Les rapports du G20 YES 2013 par EY et Accenture
Avoiding a lost generation par EY
At a time when society’s biggest issue is youth unemployment, businesses and governments must work together to help young people develop an entrepreneurial mindset. That means fostering a culture which supports young people to take risks, set up businesses, create jobs and become masters of their own destiny.
Governments look to entrepreneurs and start-ups to kick-start their economies and provide the jobs that will sustain growth. Yet despite the payback in terms of potential job creation, government investment in SMEs is scarce. To get a more complete picture, we interviewed 1,000 treps ages 40 and under as part of our 2013 survey. This was out of more than 1,500 treps from across the G20. We found that young treps are optimistic and recognize their crucial role in tackling the youth unemployment crisis.

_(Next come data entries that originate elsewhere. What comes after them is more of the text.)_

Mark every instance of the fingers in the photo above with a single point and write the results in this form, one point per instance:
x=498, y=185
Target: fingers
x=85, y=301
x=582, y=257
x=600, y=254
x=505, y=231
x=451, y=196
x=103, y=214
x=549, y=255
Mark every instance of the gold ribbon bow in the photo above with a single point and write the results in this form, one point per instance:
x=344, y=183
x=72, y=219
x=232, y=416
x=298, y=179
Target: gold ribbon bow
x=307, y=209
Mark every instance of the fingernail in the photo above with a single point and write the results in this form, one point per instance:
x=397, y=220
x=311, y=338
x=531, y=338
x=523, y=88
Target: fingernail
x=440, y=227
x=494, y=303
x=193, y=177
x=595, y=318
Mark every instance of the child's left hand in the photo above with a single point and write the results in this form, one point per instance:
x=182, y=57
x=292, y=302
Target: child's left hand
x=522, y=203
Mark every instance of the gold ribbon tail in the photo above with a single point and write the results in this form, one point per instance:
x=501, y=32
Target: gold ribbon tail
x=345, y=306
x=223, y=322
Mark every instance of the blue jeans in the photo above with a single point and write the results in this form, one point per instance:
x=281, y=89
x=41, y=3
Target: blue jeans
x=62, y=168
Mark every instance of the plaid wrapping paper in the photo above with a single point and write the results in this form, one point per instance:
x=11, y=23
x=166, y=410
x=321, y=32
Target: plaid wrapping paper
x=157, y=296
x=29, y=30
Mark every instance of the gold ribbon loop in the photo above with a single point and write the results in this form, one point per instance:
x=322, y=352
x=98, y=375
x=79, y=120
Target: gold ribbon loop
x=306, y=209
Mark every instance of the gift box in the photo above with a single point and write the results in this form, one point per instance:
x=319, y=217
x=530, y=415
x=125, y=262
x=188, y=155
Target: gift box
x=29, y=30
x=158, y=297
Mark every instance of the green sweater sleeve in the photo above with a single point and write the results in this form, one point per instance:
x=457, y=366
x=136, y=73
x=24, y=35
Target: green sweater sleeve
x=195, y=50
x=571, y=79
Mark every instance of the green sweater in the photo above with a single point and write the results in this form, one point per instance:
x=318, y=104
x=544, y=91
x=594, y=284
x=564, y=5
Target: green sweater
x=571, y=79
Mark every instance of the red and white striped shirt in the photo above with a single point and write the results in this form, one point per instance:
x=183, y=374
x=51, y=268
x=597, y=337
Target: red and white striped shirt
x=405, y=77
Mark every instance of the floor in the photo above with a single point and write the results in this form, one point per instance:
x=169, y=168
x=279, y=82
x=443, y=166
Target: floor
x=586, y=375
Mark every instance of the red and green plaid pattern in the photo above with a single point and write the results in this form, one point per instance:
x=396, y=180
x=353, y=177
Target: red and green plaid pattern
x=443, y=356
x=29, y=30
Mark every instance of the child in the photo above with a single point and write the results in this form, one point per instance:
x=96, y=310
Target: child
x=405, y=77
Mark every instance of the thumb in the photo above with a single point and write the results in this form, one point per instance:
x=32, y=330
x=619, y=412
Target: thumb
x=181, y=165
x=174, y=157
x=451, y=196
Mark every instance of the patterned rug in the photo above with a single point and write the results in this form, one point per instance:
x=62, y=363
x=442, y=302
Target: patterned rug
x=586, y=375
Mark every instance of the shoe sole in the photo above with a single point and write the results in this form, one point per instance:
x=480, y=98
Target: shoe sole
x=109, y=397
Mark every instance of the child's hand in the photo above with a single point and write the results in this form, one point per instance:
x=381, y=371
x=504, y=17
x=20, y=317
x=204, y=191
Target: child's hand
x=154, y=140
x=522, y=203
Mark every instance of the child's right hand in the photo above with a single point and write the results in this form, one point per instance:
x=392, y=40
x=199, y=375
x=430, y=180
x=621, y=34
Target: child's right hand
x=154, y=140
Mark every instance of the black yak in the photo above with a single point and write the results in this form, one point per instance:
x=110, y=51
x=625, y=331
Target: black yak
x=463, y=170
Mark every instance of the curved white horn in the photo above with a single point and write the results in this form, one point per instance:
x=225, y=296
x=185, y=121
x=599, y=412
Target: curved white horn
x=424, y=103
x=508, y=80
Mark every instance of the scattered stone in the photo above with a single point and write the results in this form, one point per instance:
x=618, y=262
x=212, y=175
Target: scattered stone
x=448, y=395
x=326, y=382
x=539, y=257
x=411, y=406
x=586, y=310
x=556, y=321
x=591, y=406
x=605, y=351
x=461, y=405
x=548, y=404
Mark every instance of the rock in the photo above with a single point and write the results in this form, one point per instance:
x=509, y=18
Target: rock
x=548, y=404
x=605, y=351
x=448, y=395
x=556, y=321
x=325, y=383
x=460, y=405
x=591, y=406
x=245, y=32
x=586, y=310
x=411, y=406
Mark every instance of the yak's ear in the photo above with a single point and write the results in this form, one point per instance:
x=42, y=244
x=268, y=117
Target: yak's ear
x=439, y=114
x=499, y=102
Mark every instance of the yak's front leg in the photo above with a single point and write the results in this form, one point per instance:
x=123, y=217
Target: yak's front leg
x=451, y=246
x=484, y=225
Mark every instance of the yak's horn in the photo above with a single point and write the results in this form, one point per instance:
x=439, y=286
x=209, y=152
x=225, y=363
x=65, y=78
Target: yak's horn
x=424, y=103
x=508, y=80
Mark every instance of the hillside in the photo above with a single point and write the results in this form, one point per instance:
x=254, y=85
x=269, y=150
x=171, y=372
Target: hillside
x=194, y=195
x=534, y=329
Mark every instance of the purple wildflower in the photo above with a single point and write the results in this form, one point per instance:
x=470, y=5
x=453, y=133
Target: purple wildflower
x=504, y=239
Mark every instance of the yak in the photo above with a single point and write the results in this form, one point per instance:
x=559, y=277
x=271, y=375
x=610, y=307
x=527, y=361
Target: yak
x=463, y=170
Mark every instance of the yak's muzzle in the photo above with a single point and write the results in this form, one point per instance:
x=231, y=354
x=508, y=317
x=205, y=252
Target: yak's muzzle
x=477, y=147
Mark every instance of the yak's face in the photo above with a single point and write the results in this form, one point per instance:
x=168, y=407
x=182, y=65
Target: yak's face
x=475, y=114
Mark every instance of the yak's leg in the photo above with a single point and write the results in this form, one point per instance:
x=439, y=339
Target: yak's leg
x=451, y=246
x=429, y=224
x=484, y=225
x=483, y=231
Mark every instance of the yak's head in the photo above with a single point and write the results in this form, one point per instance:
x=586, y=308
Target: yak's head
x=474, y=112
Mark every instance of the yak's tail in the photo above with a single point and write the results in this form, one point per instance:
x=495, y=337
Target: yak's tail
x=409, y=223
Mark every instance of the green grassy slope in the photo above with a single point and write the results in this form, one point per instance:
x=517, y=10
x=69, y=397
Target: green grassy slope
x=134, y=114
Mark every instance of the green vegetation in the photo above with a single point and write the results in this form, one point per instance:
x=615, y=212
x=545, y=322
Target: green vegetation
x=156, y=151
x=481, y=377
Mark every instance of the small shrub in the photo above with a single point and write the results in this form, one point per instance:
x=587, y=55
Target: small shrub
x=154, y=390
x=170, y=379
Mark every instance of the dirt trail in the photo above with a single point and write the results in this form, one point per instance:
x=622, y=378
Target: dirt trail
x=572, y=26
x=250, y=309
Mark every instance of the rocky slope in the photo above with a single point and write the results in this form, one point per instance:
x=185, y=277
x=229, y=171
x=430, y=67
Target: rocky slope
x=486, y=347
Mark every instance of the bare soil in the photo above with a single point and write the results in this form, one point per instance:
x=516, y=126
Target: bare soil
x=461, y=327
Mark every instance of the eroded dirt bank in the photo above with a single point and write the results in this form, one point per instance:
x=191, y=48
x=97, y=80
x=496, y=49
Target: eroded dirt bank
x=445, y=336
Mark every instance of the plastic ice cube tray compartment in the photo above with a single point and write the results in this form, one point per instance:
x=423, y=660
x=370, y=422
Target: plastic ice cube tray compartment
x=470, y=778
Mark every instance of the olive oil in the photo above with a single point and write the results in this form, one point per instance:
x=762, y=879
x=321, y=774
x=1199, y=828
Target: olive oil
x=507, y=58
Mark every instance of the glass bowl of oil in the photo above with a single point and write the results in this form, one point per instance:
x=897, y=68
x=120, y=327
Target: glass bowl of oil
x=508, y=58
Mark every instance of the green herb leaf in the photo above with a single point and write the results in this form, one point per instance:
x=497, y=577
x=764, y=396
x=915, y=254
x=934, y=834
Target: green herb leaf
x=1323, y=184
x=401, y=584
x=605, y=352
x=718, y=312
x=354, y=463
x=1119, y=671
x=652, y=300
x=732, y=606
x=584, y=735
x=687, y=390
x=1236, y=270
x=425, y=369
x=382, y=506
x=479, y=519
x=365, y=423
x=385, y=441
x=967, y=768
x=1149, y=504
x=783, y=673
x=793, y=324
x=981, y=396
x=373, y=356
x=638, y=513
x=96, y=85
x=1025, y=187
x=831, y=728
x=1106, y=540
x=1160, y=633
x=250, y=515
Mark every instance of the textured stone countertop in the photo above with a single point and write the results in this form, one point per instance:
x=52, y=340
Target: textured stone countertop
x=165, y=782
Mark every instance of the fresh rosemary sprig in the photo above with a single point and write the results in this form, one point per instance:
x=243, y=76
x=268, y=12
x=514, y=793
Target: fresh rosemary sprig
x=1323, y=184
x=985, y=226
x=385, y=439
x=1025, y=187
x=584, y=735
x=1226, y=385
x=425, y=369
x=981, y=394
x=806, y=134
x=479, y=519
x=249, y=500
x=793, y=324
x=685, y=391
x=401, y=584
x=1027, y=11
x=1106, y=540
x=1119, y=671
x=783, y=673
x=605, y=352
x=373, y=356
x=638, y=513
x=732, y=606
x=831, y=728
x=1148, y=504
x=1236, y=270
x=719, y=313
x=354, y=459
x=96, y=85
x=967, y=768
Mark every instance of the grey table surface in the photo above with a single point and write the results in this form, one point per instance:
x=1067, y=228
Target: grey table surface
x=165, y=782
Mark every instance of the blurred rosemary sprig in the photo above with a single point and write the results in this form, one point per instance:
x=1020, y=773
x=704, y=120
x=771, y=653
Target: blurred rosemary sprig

But they also warn that new policies and cultural changes are necessary to boost entrepreneurial activity.
Nearly 13% of the world’s youth — close to 75 million young people — are unemployed, according to the International Labour Organization (ILO). In the worst-hit countries, youth unemployment rates have risen well above 30%. The social and economic costs of losing a generation to joblessness are too high to contemplate. Through our research, young treps identify five key imperatives for action.
How to Unleash Growth and Jobs in G20 Countries by Fostering Innovation and Entrepreneurship par Accenture
Reinvigorating growth and job creation is a major challenge facing G20 governments, which is why they should pay closer attention to how they support entrepreneurial innovation. Entrepreneurs are valuable because they bring new ideas to life that can create entirely new markets or revitalize existing ones—and, in the process, spur economic growth and create jobs.
Recent research conducted by Accenture among 1,000 young entrepreneurs across G20 countries confirms the important role entrepreneurs play in a country’s economy. A majority of entrepreneurs we surveyed are optimistic about their ability to drive growth and create jobs in the coming years, and 78 percent of them feel technology-driven innovation is a strategic priority for their businesses. One-third of the entrepreneurs surveyed, and 45 percent of those with headquarters in an emerging market, expect the next wave of innovation to come primarily from emerging markets.
To develop their businesses, innovative entrepreneurs are eager to collaborate with large companies. They also feel that technology clusters, inspired by Silicon Valley, can provide a vital ecosystem for entrepreneurial success: One-third of the respondents work in a local technology cluster and 57 percent would like to work in one. And they would like to see governments do more to support entrepreneurial innovation, citing 12 policy actions they believe can help shape an environment that encourages entrepreneurs to pursue their ambition. Large companies, governments and entrepreneurs all have a role in making entrepreneurial innovation work. Working together, these three groups can devise the right combination of approaches and policies that can unleash entrepreneurial innovation while respecting the diversity of G20 economies.